Weird Frontier: California’s Strange Fiction
Southern California exists on borrowed life. Four hundred miles of water, sucked from the Sierra Nevada into a river of steel and rebar and concrete. It plows through hot basins of Joshua trees, up barren hills dusted with scrub oaks, through sunblasted pumping stations that roil and hiss. It traces a line along the edge of Lancaster, California, springing tract homes and strip malls, green lawns and chlorine-wet children. It is a thing that does not belong, and like all such things, there is an old story at its heart.
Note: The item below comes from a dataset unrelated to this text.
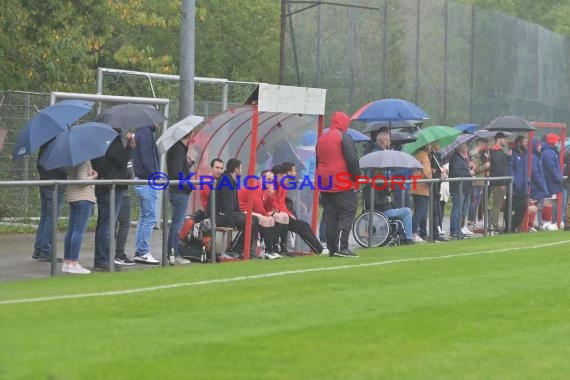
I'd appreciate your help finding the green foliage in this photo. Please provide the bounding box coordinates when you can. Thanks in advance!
[0,0,280,92]
[459,0,570,36]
~ Five Tales of the Aqueduct, By Spencer Ellsworth
I have a few distinct childhood memories: racing through my great-grandfather’s orange groves on his retired cowponies with my cousins; attending a funeral for the son of my grandfather’s clients, Mexican ranchers from Monterey, after the man was gunned down by an LA gang; the colors and scents of San Francisco’s Chinatown; learning how to avoid stumbling over cartel drug fields; the effigy hanging over Main Street, celebrating my hometown’s violent judicial past; visiting my uncle, who was employed as an electrical engineer on the Predators. A mélange of cultures and histories, the weird and illegal and far-future all mixed into that wild, weird empire-state known as California.
It’s no wonder that California is the land of science fiction and weird fantasy. There’s a little bit of everything there, all mixed together and blurring together, and where the lines cross, it can get weird. One of my favorite authors, Clark Ashton Smith, wrote about my hometown, referencing El Dorado moonshine and the Placerville Bank. He corresponded with H.P. Lovecraft, the masters of Eastern and Western Weird frequently mingling their tales and sharing characters and mythologies.
And that’s just one example. A small sample of founding SF authors from, inspired by, or living in California includes Bradbury, Le Guin, Dick, Vance, Gibson, Powers, and Heinlein. The state still inspires many authors and series, and Silicon Valley itself is like something out of a science fiction novel.